Indeed, if there is a difference that stands out between the attitudes of the German doctors who murdered their own patients and the "researchers" at the Oklahoma Children's Hospital, it is this: the German doctors acted in secret, knowing that their crimes must not be exposed. They hid their killings behind an elaborate arrangement of phony death certificates and other official paperwork. The Oklahoma doctors, on the other hand, proclaimed what they had done openly, in the most prestigious medical journal of their specialty. They understood the attitude of the American public towards persons with disabilities. Evidently, they understood it better than we disability rights activists do today! They knew that any furor over their crimes would dissipate without harming their careers, and they knew that in the end their colleagues would admire and emulate them.

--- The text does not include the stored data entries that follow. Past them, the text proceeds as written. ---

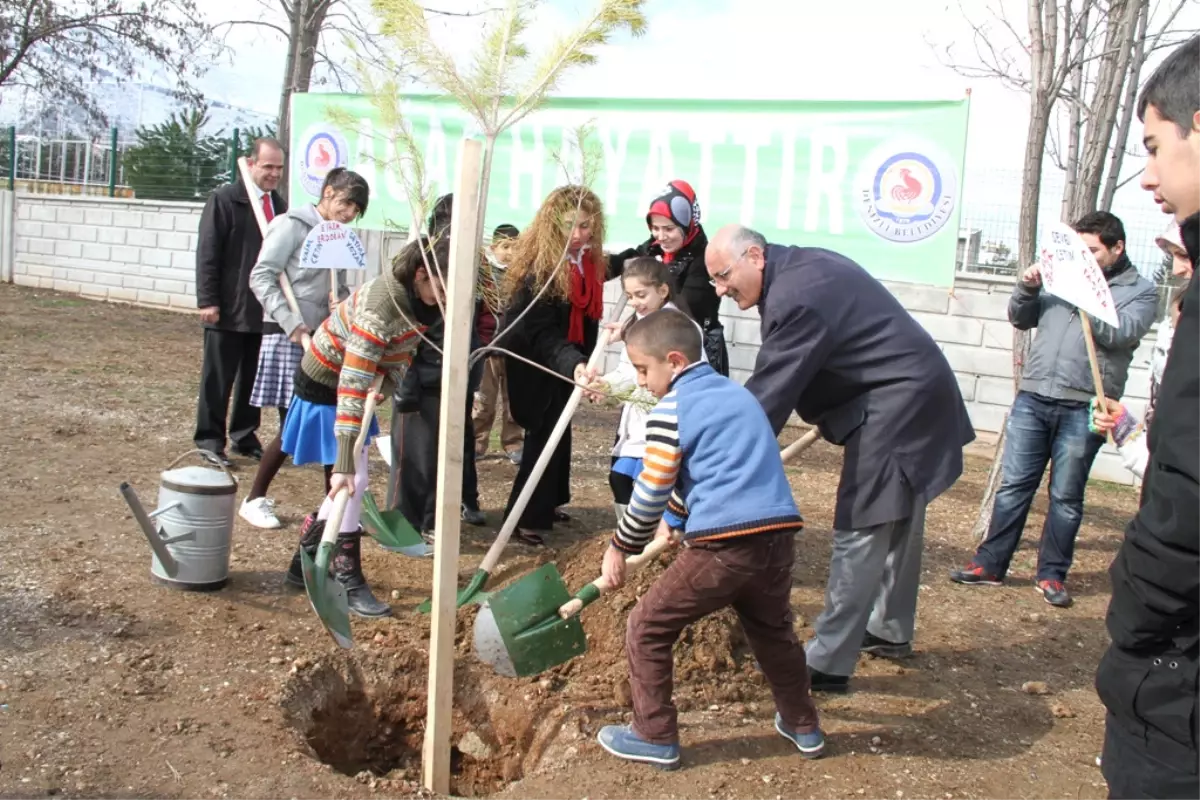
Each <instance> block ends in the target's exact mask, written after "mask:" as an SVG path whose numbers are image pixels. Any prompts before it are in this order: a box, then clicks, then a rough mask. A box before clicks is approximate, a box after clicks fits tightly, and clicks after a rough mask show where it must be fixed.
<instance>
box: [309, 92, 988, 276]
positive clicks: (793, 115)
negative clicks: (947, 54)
mask: <svg viewBox="0 0 1200 800" xmlns="http://www.w3.org/2000/svg"><path fill="white" fill-rule="evenodd" d="M403 108H404V114H406V119H407V120H408V124H409V126H410V127H412V131H413V134H414V138H415V140H416V142H418V143H419V146H420V148H421V150H422V154H424V168H425V174H426V180H427V181H430V182H431V184H432V185H433V187H434V191H436V192H437V193H438V194H443V193H445V192H449V191H452V184H454V175H455V160H456V157H457V143H458V140H460V139H461V138H462V137H463V136H476V134H478V131H476V128H475V125H474V122H473V121H470V119H469V118H468V115H467V114H466V113H464V112H463V110H462V109H461V108H460V107H458V106H457V104H456V103H454V102H451V101H448V100H445V98H442V97H430V96H413V97H409V98H408V100H406V102H404V107H403ZM332 109H338V110H332ZM335 120H336V122H335ZM352 120H353V124H349V125H348V124H347V122H349V121H352ZM581 126H588V127H589V128H590V130H592V133H590V137H589V139H588V140H587V144H588V148H589V150H590V151H592V152H594V154H596V156H598V164H599V169H598V172H596V173H595V174H594V176H593V180H592V188H593V190H594V191H595V192H596V194H599V197H600V199H601V200H602V203H604V207H605V215H606V223H607V227H608V233H607V241H606V247H607V248H608V249H610V251H612V249H614V248H618V247H624V246H629V245H634V243H637V242H641V241H644V240H646V239H647V237H648V235H649V231H648V229H647V225H646V210H647V209H648V207H649V204H650V199H652V198H653V197H654V196H655V194H658V193H659V192H660V191H661V190H662V187H664V186H665V185H666V182H667V181H668V180H672V179H683V180H686V181H688V182H690V184H691V185H692V187H694V188H695V190H696V193H697V197H698V200H700V206H701V211H702V221H703V223H704V225H706V227H707V228H708V230H709V231H713V230H715V229H716V228H719V227H720V225H722V224H726V223H730V222H740V223H743V224H746V225H750V227H752V228H755V229H756V230H760V231H762V233H763V234H764V235H766V236H767V239H768V241H772V242H776V243H781V245H802V246H811V247H827V248H829V249H834V251H838V252H840V253H844V254H845V255H847V257H850V258H853V259H854V260H857V261H858V263H859V264H862V265H863V266H864V267H866V269H868V270H869V271H870V272H871V273H872V275H875V276H876V277H878V278H882V279H888V281H900V282H907V283H923V284H931V285H944V287H948V285H952V284H953V281H954V264H955V255H956V246H958V230H959V215H960V209H961V205H962V161H964V155H965V150H966V127H967V100H965V98H964V100H960V101H922V102H857V101H854V102H848V101H847V102H838V101H833V102H830V101H812V102H802V101H794V102H793V101H678V100H676V101H656V100H655V101H652V100H565V98H554V100H551V101H548V102H547V103H546V106H545V107H544V108H541V109H539V110H538V112H536V113H534V114H532V115H529V116H528V118H526V119H524V120H522V121H521V122H520V124H518V125H516V126H514V127H512V128H510V130H509V131H505V132H504V134H502V136H500V138H499V139H498V140H497V144H496V155H494V158H493V161H492V179H491V191H490V193H488V199H487V215H486V225H487V227H486V229H487V230H491V229H492V228H493V227H494V225H497V224H500V223H505V222H506V223H512V224H515V225H517V227H518V228H524V225H527V224H528V223H529V221H530V219H532V218H533V216H534V212H535V211H536V209H538V206H539V205H540V203H541V200H542V198H545V196H546V194H547V193H548V192H550V191H551V190H552V188H554V187H556V186H559V185H562V184H565V182H568V181H569V180H578V178H580V173H581V157H580V154H578V145H577V143H576V142H575V139H576V131H577V130H578V128H580V127H581ZM290 154H292V156H290V157H292V164H290V175H292V179H290V192H292V194H290V197H289V201H292V203H311V201H313V200H314V199H316V198H317V193H318V192H319V188H320V182H322V180H323V178H324V175H325V173H326V172H328V170H329V169H331V168H334V167H337V166H342V167H349V168H350V169H354V170H355V172H359V173H361V174H362V175H365V176H366V179H367V181H368V182H370V184H371V205H370V207H368V210H367V215H366V217H365V219H364V222H362V223H361V224H362V227H365V228H372V229H386V228H394V227H400V228H404V229H407V228H408V227H409V224H410V222H412V212H410V210H409V206H408V203H407V200H406V192H404V187H403V185H402V182H401V180H398V173H397V169H396V168H395V164H396V163H397V162H398V160H397V155H396V148H395V144H394V142H392V137H391V134H390V133H389V132H388V131H386V130H384V128H383V127H382V125H380V121H379V115H378V114H377V112H376V109H374V108H373V107H372V106H371V102H370V101H368V100H367V98H366V97H362V96H358V95H322V94H300V95H294V96H293V97H292V142H290Z"/></svg>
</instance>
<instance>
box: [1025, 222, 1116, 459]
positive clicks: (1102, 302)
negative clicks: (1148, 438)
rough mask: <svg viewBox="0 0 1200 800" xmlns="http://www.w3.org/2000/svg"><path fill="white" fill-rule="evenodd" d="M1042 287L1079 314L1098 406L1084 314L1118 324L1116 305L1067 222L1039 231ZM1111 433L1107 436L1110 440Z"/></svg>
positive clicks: (1102, 384)
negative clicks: (1040, 256)
mask: <svg viewBox="0 0 1200 800" xmlns="http://www.w3.org/2000/svg"><path fill="white" fill-rule="evenodd" d="M1042 288H1043V289H1044V290H1045V291H1048V293H1050V294H1052V295H1055V296H1056V297H1061V299H1063V300H1066V301H1067V302H1069V303H1070V305H1073V306H1075V308H1078V309H1079V311H1080V312H1081V313H1080V314H1079V320H1080V323H1081V324H1082V326H1084V344H1085V345H1086V347H1087V361H1088V362H1090V363H1091V367H1092V383H1093V384H1094V386H1096V398H1097V399H1098V401H1099V408H1102V409H1103V408H1106V405H1105V403H1104V380H1103V379H1102V378H1100V366H1099V362H1098V361H1097V360H1096V339H1094V338H1093V336H1092V320H1091V318H1090V317H1088V315H1091V317H1096V318H1097V319H1098V320H1100V321H1103V323H1106V324H1109V325H1112V326H1114V327H1116V326H1118V325H1120V324H1121V320H1120V319H1117V307H1116V303H1115V302H1112V290H1111V289H1110V288H1109V282H1108V281H1105V279H1104V271H1103V270H1102V269H1100V265H1099V264H1097V263H1096V257H1094V255H1093V254H1092V251H1091V249H1088V247H1087V245H1086V243H1084V240H1082V237H1081V236H1080V235H1079V234H1078V233H1075V230H1073V229H1072V228H1070V227H1069V225H1067V224H1063V223H1062V222H1056V223H1054V224H1051V225H1048V227H1046V228H1045V230H1043V231H1042ZM1111 438H1112V437H1111V434H1109V439H1110V440H1111Z"/></svg>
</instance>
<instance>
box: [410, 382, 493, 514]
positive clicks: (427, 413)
mask: <svg viewBox="0 0 1200 800" xmlns="http://www.w3.org/2000/svg"><path fill="white" fill-rule="evenodd" d="M469 399H470V395H468V401H469ZM440 404H442V397H440V396H438V395H431V393H424V395H421V397H420V399H419V401H418V409H416V410H415V411H408V413H404V414H400V413H398V410H397V409H396V403H395V401H394V402H392V420H394V422H392V433H391V463H392V464H396V465H397V469H394V470H392V481H391V486H390V487H389V492H388V504H389V505H390V506H391V507H392V509H397V510H398V511H400V512H401V513H403V515H404V518H406V519H408V522H409V523H412V525H413V527H414V528H416V529H418V530H434V527H436V524H437V497H438V411H439V410H440ZM462 440H463V446H462V450H463V456H462V501H463V504H466V505H468V506H470V507H472V509H478V507H479V475H478V473H476V470H475V432H474V426H473V425H472V422H470V413H469V409H468V410H467V422H466V427H464V428H463V439H462Z"/></svg>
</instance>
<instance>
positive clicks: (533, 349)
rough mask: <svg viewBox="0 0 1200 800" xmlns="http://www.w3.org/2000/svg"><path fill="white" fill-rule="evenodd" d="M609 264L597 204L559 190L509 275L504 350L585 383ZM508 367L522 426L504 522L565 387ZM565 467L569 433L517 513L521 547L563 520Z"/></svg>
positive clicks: (568, 449) (597, 201) (556, 411)
mask: <svg viewBox="0 0 1200 800" xmlns="http://www.w3.org/2000/svg"><path fill="white" fill-rule="evenodd" d="M607 265H608V261H607V259H606V258H605V255H604V210H602V209H601V207H600V199H599V198H598V197H596V196H595V194H594V193H593V192H592V191H590V190H588V188H587V187H583V186H560V187H558V188H556V190H554V191H553V192H551V193H550V196H548V197H547V198H546V200H545V201H544V203H542V204H541V207H540V209H539V210H538V215H536V216H535V217H534V221H533V224H530V225H529V227H528V228H527V229H526V230H524V231H523V233H522V234H521V236H520V237H518V239H517V246H516V252H515V253H514V255H512V261H511V264H510V266H509V269H508V272H506V275H505V285H504V288H505V294H506V296H508V297H509V301H508V308H506V309H505V319H506V320H511V321H510V323H509V332H508V333H505V336H504V339H503V341H502V343H503V344H504V347H505V348H506V349H509V350H511V351H512V353H515V354H517V355H520V356H523V357H526V359H529V360H530V361H533V362H535V363H538V365H540V366H542V367H546V368H547V369H552V371H554V372H557V373H558V374H560V375H563V377H564V378H566V379H568V380H571V379H575V380H580V379H582V378H583V375H584V373H586V366H587V360H588V356H589V355H590V354H592V350H593V348H595V344H596V335H598V332H599V329H600V319H601V317H604V282H605V279H606V278H607V269H608V266H607ZM542 288H545V291H542V293H541V294H540V296H539V294H538V293H539V290H541V289H542ZM535 297H536V299H535ZM522 314H524V315H523V317H521V315H522ZM518 317H521V319H520V321H516V320H517V318H518ZM512 321H516V324H515V325H512ZM505 367H506V369H508V374H509V405H510V407H511V409H512V417H514V419H515V420H516V422H517V425H520V426H521V427H522V428H524V451H523V455H522V458H521V468H520V469H518V470H517V476H516V480H515V481H514V483H512V492H511V493H510V494H509V503H508V506H506V509H505V511H504V516H505V517H508V515H509V513H510V512H511V511H512V506H514V505H515V504H516V499H517V497H518V495H520V494H521V489H522V488H523V487H524V485H526V482H527V481H528V480H529V474H530V473H532V471H533V467H534V464H536V463H538V459H539V457H540V456H541V452H542V450H545V447H546V444H547V440H548V439H550V433H551V431H553V428H554V423H556V422H558V417H559V415H560V414H562V413H563V409H564V408H565V405H566V401H568V398H569V397H570V395H571V385H570V384H569V383H566V381H563V380H558V379H557V378H554V377H552V375H547V374H546V373H545V372H542V371H540V369H536V368H534V367H532V366H529V365H528V363H526V362H523V361H521V360H518V359H512V357H508V359H506V365H505ZM570 469H571V429H570V428H568V429H566V433H565V434H564V435H563V439H562V441H559V444H558V447H556V449H554V455H553V457H552V458H551V462H550V464H548V467H547V468H546V471H545V474H544V475H542V479H541V480H540V481H539V482H538V487H536V488H535V489H534V493H533V497H532V498H530V499H529V505H528V506H527V507H526V510H524V513H522V515H521V519H520V521H518V523H517V530H516V531H515V534H514V537H515V539H516V540H517V541H518V542H522V543H524V545H529V546H533V547H540V546H542V545H545V541H544V540H542V536H541V534H542V533H545V531H548V530H552V529H553V524H554V522H566V521H568V516H566V515H565V513H563V512H562V511H559V506H562V505H565V504H566V503H569V501H570V499H571V491H570Z"/></svg>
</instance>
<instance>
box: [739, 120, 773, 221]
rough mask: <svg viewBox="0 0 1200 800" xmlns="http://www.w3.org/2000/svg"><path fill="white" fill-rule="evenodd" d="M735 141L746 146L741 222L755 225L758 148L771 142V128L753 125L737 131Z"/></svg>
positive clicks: (742, 174)
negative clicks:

"We are beginning to see hospitals going to court, trying to establish `rights' for themselves," says Ms. Brockmann. "Hospitals are seeking the right not to treat some patients." Of course, these patients are persons with disabilities who require expensive, intricate and sometimes long-lasting treatment. In extreme cases, hospitals have sued to have a legally competent parent or spouse removed as the guardian of a person with a disability, so that a new guardian can be appointed to discontinue treatment. Ms. Brockman sees a trend in the courts: "It seems that when a patient with severe disabilities sues to request that treatment be withheld, the courts are inclined to grant that request; but when someone sues on behalf of such a patient in order to continue treatment, they will have an uphill battle. Treatment should be the default decision in ambiguous cases. The Constitution expressly protects the right to live. As Congress begins to debate the role of rationing in health care reform, the court will no doubt rule on more "right-not-to-treat" cases.
Today Carlton Johnson, the boy who "beat the odds," is 10. He attends a segregated educational program for children with disabilities, where he is making progress. He does not communicate by speaking, but he is an alert, active and competent child who wheels himself about and plays for hours on an electric organ his family gave him. He recognizes friends and loved ones. He has the capacity for enjoyment and happiness. His life may not be "useful" according to the pseudo-mathematical standards of the of the doctors who once condemned him to death, but he has one great advantage over the men and women who once plotted to deprive him of his life. He will never, ever commit an act of injustice towards another human being as great as the crime they committed against him.
Further reading: "The Civil Rights of Handicapped Infants," by M.H. Gerry, in Issues in Law and Medicine, a 1985 publication of the National Legal Center for the Medically Dependent and Disabled. The article reporting the results of the "study" is "Early Management and Decision Making for the Treatment of Myelomeningocele," by R.H. Gross et al, in Pediatrics, Vol. 72, 1983.